When I first used a bench capper I had a similar problem, caused by not pushing on the lever hard enough.

Bench cappers have a "double" action. They are easy to push, then get hard (to trick you into thinking the job is done), then get easy again (you'll know what I'm talking about if you have done it right). If you haven't pushed past the hard bit, then you haven't sealed the bottle. The crown seals should look identical to a shop-bought bottle...if the caps are still marginally "flared" at the base, then you haven't pulled hard enough and they haven't sealed.


----------



## Rodolphe01 (30/8/09)

I have used twist top bottles with a bench capper, i.e. commercial beer bottles like vb etc. By screw top, I am thinking you have used glass soft drink bottles that have an aluminium cap like a regular coke bottle for example, in which case won't get capped with a crown seal.


----------



## Barramundi (30/8/09)

Rudi 101 said:


> I have used twist top bottles with a bench capper, i.e. commercial beer bottles like vb etc. By screw top, I am thinking you have used glass soft drink bottles that have an aluminium cap like a regular coke bottle for example, in which case won't get capped with a crown seal.




thats exactly what i was thinkin he has used ... in which case they can usually be capped with the caps that are used on the pet bottles ...


----------



## loikar (30/8/09)

turbodonkey said:


> the saddest part is that i decided to do this at 8pm on Sunday, i have 30 bottles sitting here with no lides on them waiting for an answer, otherwise i might have to chuck it all in, buy bottles and start again
> 
> i was looking forward to tasting my first brew



Don't stress it.
Cap all your bottles and put a sheet or two of gladwrap over the top, just for paranoias sake.

Head out to ya supermarket and get a couple of boxes of the coopers PET bottles tomorrow.
When you get home, your drops have hopefully dissolved.
Pour your beer back into your bottling bucket or fermenter *gently* as in *don't airate it.*

bottle it again into the PET bottles, these should already be clean and sanitised out of the box, screw the caps on, have a smoke and a pancake.

HTH

BF

edit: schpeling


----------



## pdilley (30/8/09)

As an emergency measure you can always go get home brand soda or fizzy water and dump it down the drain and put your beer in there to carb up.
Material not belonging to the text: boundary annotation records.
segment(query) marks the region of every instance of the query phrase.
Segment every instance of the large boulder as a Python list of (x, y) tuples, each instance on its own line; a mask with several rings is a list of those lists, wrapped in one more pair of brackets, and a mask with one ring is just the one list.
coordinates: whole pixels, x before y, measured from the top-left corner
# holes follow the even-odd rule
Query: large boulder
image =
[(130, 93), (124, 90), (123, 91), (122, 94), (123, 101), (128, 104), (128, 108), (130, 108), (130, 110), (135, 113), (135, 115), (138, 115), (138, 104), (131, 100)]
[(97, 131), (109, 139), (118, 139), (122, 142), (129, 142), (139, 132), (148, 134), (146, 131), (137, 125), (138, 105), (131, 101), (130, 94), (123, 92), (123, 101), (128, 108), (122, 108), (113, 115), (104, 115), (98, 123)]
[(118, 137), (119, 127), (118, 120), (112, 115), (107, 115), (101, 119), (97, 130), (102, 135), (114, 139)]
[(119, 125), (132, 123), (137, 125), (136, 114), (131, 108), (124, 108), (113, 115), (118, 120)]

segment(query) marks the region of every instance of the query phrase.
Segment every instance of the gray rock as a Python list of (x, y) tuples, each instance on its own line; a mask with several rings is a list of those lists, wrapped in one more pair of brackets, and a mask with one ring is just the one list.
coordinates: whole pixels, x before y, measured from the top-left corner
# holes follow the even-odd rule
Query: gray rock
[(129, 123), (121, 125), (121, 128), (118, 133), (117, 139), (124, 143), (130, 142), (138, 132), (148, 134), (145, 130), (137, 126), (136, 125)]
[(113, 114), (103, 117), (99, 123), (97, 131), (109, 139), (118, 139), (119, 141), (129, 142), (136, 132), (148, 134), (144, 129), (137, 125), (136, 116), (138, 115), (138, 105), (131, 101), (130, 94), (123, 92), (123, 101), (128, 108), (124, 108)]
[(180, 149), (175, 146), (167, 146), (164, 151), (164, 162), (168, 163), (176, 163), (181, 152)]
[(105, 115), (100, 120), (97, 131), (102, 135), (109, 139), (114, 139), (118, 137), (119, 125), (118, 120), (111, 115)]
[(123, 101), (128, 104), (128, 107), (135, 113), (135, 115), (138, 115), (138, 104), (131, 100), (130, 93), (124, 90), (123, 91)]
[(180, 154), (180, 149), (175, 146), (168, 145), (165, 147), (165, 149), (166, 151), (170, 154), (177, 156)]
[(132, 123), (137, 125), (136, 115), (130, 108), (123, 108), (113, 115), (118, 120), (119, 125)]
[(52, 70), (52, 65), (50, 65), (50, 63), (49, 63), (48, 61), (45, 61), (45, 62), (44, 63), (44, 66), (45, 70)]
Big plastic bottle and won't look pretty but will do in a pinch.

Edit: BF got there 1st. Brew PETs are same thing though if you don't plan on using the plastic again and again cheaper option if you go with a few big soda bottles to dump and then reuse.


----------



## gone brewing (30/8/09)

BeerFingers said:


> Don't stress it.
> Cap all your bottles and put a sheet or two of gladwrap over the top, just for paranoias sake.
> 
> Head out to ya supermarket and get a couple of boxes of the coopers PET bottles tomorrow.
> ...



Yeah, that's what I would do too. Don't stress too much, it's something you can fix.

Just wondering why you need to shake the bottle vigorously (although in this case it is good that you did as you found a problem with the seal). I cap my bottle then invert it once or twice but I don't see the need to shake it. Is that to get the oxygen to the yeast?


----------



## Spartan 117 (30/8/09)

Make sure the capper is set to the right hight, maybe nock it down a notch and try again. Also the problem could be in the caps, I've heard from the LHBS that an italian company that sell caps here aren't as soft as the aussie made ones and as a result dont make as good a seal.

Good Luck 

Aaron


----------



## Sammus (30/8/09)

kind of what others said. I wouldn't be pouring all your hard work back into a bucket to redo, but just get some of the PET lids if you have in fact bottle in softdrink style screw top bottles (as opposed to twist top style). they should screw on and seal ok.


----------



## turbodonkey (30/8/09)

Barramundi said:


> can you post a picture of the type of bottles youve used
> i have a sneaking suspicion i know what youve done , but cant be sure till i see the bottle






Rudi 101 said:


> I have used twist top bottles with a bench capper, i.e. commercial beer bottles like vb etc. By screw top, I am thinking you have used glass soft drink bottles that have an aluminium cap like a regular coke bottle for example, in which case won't get capped with a crown seal.



oh dear, this is _exactly_ what the bottles are! I now know theres a difference between screw top and twist top!

thanks a lot guys, its clears everything up, i'll buy some PET screw tops tomorrow first thing, i know the local coles has them.

really appreciate the help all!


----------



## loikar (30/8/09)

turbodonkey said:


> oh dear, this is _exactly_ what the bottles are! I now know theres a difference between screw top and twist top!
> 
> thanks a lot guys, its clears everything up, i'll buy some PET screw tops tomorrow first thing, i know the local coles has them.
> 
> really appreciate the help all!



No worries mate,

stick around and do some reading through the threads here. 
your beer'll be fine

BF


----------